Paper Short Abstract:

Aporia is natural to the human condition but does more than just evoke anxiety. The paper underlines the productivity of aporia as it occurs in Sufi therapeutics in rural Kashmir. Rather than disrupt the ritual, aporia allows for a more pliant Muslimness of participants, making the ritual possible.

Paper Abstract:

Ritual, as a densely signified social action, starkly manifests the aporias of belief and action in people’s social life. Although their ubiquity and indelibility should point to their utility, the tendency of anthropological theory has been to find a way to resolve such aporias, either by invoking the social structure they symbolize, the social function they serve, or their special role in social poiesis. When some studies do acknowledge the unresolved persistence of contradiction and ambiguity such aporias raise, they stop at admitting to their expected conflictual presence. In this paper, I explore the productive potential of aporia, as it materializes in the ritual event.
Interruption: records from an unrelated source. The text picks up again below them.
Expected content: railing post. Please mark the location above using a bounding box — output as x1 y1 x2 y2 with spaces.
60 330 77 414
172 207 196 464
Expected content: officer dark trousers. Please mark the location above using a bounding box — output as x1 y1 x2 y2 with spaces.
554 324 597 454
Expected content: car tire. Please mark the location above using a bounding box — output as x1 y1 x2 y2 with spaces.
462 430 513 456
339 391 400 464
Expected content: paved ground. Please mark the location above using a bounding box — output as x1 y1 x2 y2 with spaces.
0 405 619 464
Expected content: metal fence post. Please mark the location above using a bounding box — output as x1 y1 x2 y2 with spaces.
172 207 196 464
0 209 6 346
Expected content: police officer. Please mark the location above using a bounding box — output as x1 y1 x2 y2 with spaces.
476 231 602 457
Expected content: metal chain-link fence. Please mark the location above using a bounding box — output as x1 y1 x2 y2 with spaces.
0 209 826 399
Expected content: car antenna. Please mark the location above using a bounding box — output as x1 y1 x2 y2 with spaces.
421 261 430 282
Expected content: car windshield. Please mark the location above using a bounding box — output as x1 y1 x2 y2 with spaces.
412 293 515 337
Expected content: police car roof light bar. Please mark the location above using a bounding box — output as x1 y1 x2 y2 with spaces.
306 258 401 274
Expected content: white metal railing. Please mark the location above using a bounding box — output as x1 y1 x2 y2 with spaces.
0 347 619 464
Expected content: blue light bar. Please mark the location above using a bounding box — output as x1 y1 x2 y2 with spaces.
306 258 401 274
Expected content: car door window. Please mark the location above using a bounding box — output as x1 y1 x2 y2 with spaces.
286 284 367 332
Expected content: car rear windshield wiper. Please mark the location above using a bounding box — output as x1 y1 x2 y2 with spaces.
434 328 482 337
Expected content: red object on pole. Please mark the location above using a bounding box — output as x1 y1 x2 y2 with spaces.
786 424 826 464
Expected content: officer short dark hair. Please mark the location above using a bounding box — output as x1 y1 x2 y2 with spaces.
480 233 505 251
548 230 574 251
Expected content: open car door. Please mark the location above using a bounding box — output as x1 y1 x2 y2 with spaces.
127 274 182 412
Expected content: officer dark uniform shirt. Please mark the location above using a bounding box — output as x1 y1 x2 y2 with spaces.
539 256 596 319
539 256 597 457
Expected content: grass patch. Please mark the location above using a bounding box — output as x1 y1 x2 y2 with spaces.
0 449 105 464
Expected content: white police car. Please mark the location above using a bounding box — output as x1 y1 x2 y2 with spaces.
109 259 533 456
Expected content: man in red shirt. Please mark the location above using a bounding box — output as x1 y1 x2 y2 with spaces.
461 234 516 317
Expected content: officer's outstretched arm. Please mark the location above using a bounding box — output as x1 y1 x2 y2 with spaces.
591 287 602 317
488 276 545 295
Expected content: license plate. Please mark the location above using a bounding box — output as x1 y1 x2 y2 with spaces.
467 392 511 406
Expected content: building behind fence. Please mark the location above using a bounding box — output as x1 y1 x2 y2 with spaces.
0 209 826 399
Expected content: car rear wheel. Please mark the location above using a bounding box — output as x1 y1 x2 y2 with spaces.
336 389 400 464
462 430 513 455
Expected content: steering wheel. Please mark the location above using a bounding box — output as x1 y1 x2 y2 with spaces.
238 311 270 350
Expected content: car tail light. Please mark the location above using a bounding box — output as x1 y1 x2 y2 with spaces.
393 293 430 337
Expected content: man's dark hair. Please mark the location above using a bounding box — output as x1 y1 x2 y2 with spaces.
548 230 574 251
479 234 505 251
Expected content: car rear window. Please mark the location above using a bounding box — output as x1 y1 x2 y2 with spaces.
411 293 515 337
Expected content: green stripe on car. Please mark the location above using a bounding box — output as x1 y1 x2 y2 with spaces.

I analyze Sufi healing in rural Kashmir, a borderland between India and Pakistan, and show two significant cases of aporia. One relates to the self-irony of the Sufi therapist (pir) regarding his spiritual competence and the other to an attending client’s disbelief regarding the ritual. Rather than disrupting the ritual, as the authority of the healer and the client’s faith are central to the ritual, I argue that these aporias foster participation in the ritual, making it possible at all. I show that these aporias inhere in how these individuals construct and construe their Muslim selves. As these selves are social and pliant, they engender aporia—in all its potentiality. To this end, the paper posits that ritual be analyzed as totally continuous with the social whole, distinct but not discrete.